Emmitouflés comme des alpinistes
Le ballet se met au travail à 11 heures. « On commence toujours par une heure et demie d'échauffements et d'exercices. C'est ce qui te garde en forme », explique Roman. Ce cours, qu'on appelle « la classe », est une étape incontournable. « Cela permet de préparer le corps et d'éviter les blessures », précise Laure Lavisse, danseuse du corps de ballet, qui interprète la Nourrice de Juliette. « C'est aussi le moment où l'on se concentre sur les petites douleurs. On a toujours une hanche qui coince ou une cheville qui fait mal. »

Cigarettes et postiches
Âgée de 29 ans, Laure s'autorise quelques entorses au code de conduite des ballerines : elle fume et porte les cheveux courts. « Avec les postiches, on peut se faire un chignon, des tresses... tout est possible! » Rien ne prédestinait cette jeune femme chaleureuse et décontractée, qui apprécie le bon vin et les soirées entre amis, à une carrière de ballerine : « J'ai commencé la danse à 4 ans et n'ai jamais arrêté. Mes parents ne m'ont pas spécialement poussée, mais je n'ai jamais pensé faire autre chose », confie-t-elle, emmitouflée jusqu'aux oreilles. En début de séance, on pourrait prendre les danseurs pour des alpinistes. L'art de la superposition fait partie du jeu : vestes polaires, salopettes de ski, sous-pulls et gros chaussons laissent peu à peu la place aux justaucorps et collants. « On se couvre pour ne pas attraper froid. Mais ça fait un peu pyjama », plaisante Laure.

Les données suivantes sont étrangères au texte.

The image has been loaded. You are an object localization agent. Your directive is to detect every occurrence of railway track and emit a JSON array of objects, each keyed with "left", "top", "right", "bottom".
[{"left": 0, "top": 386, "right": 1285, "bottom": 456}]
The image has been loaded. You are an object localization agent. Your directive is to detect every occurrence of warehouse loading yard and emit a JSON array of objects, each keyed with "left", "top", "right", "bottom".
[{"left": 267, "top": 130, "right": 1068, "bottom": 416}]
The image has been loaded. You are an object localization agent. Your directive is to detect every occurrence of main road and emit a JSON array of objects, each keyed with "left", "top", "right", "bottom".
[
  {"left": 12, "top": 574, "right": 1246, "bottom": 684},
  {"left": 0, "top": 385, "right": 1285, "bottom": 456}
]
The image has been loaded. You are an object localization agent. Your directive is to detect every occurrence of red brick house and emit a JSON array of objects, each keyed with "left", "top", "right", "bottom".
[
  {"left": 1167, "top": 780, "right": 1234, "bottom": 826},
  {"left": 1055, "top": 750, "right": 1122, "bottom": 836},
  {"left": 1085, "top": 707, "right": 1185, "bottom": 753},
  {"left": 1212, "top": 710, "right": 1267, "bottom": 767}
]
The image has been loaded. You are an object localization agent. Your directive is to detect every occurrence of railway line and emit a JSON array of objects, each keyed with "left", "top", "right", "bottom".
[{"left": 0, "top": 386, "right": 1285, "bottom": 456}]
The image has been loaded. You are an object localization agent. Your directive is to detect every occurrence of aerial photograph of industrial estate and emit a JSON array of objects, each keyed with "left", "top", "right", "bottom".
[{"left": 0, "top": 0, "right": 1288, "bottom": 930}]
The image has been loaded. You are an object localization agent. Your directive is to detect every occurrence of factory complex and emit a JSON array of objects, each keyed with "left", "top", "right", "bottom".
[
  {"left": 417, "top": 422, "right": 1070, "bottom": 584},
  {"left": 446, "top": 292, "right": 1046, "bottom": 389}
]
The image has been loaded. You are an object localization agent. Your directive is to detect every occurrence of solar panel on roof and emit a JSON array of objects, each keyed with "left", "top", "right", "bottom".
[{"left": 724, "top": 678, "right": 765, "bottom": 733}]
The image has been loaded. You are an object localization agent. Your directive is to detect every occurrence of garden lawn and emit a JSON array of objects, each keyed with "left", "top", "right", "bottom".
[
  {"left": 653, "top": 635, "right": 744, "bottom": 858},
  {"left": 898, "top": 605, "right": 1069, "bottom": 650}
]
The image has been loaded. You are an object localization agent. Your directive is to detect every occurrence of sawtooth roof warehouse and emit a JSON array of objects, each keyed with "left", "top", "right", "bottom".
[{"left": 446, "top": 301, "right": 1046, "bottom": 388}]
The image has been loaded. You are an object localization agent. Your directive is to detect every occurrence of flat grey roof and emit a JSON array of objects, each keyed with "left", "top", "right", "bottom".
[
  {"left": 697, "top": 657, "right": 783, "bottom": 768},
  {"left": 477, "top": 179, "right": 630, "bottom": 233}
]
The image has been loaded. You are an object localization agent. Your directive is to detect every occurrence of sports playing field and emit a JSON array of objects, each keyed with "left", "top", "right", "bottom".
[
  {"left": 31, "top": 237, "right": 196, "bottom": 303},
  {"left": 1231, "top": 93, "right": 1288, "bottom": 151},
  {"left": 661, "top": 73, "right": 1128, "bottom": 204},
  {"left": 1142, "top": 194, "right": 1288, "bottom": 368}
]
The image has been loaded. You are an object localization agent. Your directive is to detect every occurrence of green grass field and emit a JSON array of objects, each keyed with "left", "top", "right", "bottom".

Roméo se cherche encore...
Une heure et demie plus tard, les danseurs ont droit à une courte pause de trente minutes pour souffler et manger sur le pouce. La répétition de Roméo et Juliette commence dans la foulée. En coulisses, les techniciens sont à leur poste pour déplacer les éléments de décors, pendant que les danseurs travaillent leurs mouvements dans la pénombre. « Chacun est dans sa bulle », commente Laure. Roman, lui, n'est pas totalement à l'aise : « je cherche encore un peu le personnage », avoue-t-il. « Roméo, c'est le grand romantique et ce n'est pas très naturel pour moi ! » Dans ces cas-là, l'expérience est un atout : « J'ai dansé dix ans en Russie et participé à quatre concours. C'est ma sixième année à Bordeaux et je me sens assez sûr de moi pour ne plus avoir peur d'entrer en scène. Le plus dur c'est de tenir physiquement », conclut-il. Après la répétition, vers 17 heures, il retrouvera sa famille puis se rendra chez le kiné pour un bon massage. D'ici le 31 décembre, Roman devrait enchaîner une dizaine de spectacles. Quant à Laure, il lui tarde les vacances, début janvier, pour s'offrir trois semaines de repos en Thaïlande.